In this festival, which is celebrated along with the widely popular festival of Navratri – where nine different goddesses are worshipped in nine successive auspicious nights, several dolls and human figurines created by rural artisans are colourfully decorated in thematic set patterns as per a legend from a Hindu text to court life, weddings, everyday scenes, miniature kitchen utensils, anything a little girl would have played with.

The festival which has many regional variant names such as Kolu, Gombe Habba, Bommai Kolu or Bommala Koluvu has a significant connection with the agricultural and handicrafts professions in rural India and offers the opportunity for socialisation.

Pursuing the passion for celebrating this festival from deep rural south Indian communities to their new home in the Pacific region the husband wife duo have been trying to generate attention from their immediate neighbourhood in Epsom and friends and work colleagues.

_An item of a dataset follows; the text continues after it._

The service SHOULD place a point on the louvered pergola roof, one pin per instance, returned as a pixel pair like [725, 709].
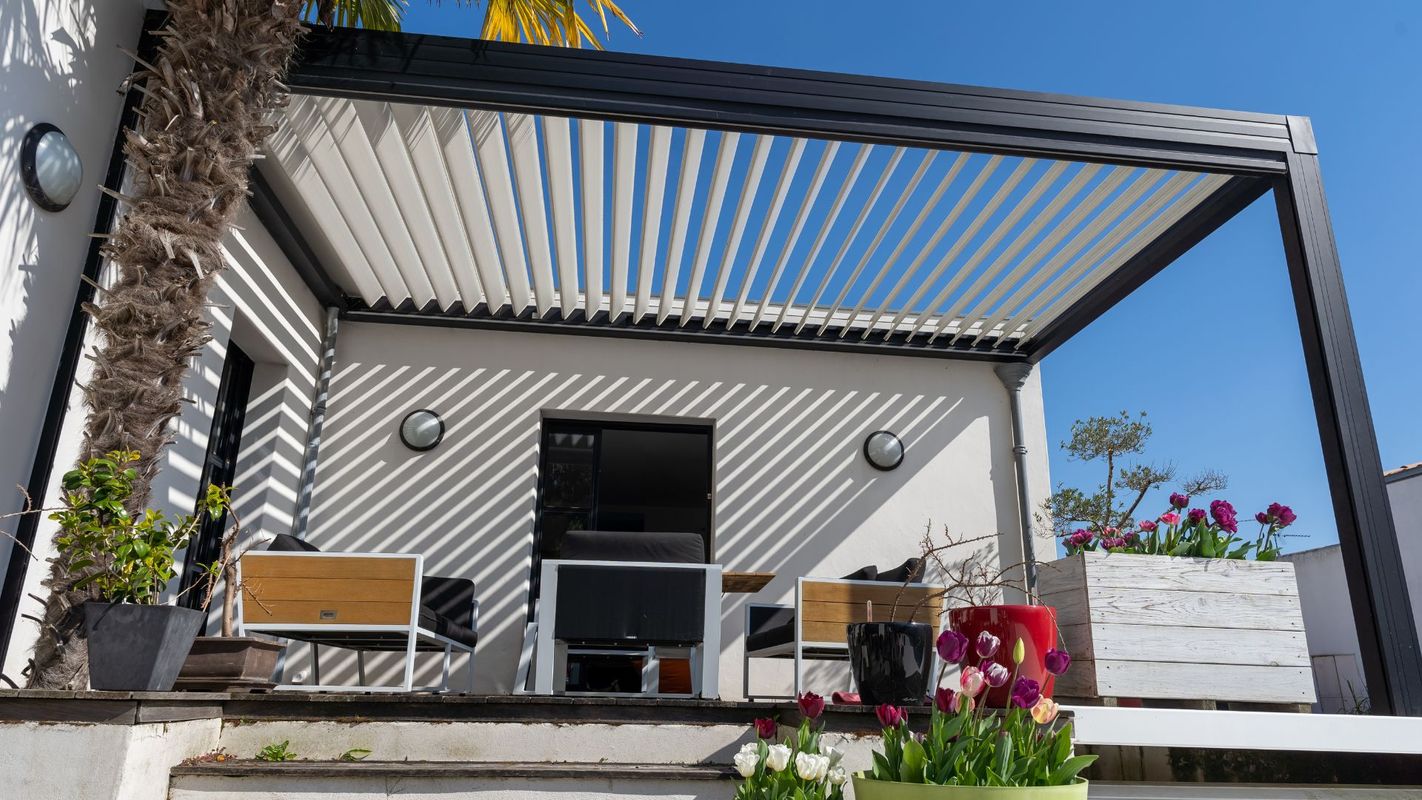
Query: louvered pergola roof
[437, 182]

“Every year, my husband and I would prepare for this festival, create a theme, add new characters and idols to the display, draw, decorate and invite friends and colleagues, mostly non-Indians to view the exhibit and give a few anecdotes about the festival, religion and the significances of this practice,” Yogi B, a marketing person by profession and passionate silversmith making jewelleries and lead in this project told The Indian Weekender.

Elaborating  more on the thematic pattern of dolls and figurines during this festival Yogi B said, “As per tradition, the steps have to be in odd numbers with the top-most step displaying figurines of gods and goddesses such as Lord Shiva, Vishnu, Ram and goddess Sita and the bottom step with traders, devotees, and everyday human beings.”

Ms Yogi adds that the couple brought all the idols from India, some in one go and a few over the years, and had to pay dearly to NZ Customs for the clay and cement made figurines importing into the country.

Ms Yogi and family hosted four evenings of visits from their friends, colleagues from the workplace and parents from the children’s school to see the ‘Bommai Golu’ display.

“We hosted approximately 60 guests this year who were mesmerised by the sheer colours and the display of dolls, and they also take back a small gift as a token of appreciation in the form of Thamboolam which consist of colourful bangles, bindis and few more traditional values.

“We have shared our culture with lots of Kiwis and taken them through an evening of storytelling and narrations followed by some divine music on tabla played by our children and a wholesome saatvik dinner,” Ms Yogi added.

Expressing satisfaction on their efforts to celebrate such smaller festivals Mr Govind said, “We have moved to New Zealand ten years ago and since then had kept the traditions of Hindu festivals alive within our family by observing the small and big festivals every year.”

“It gives us immense satisfaction to open our doors for family friends and members of the public to come and enjoy our beautiful culture,” Mr Govind said.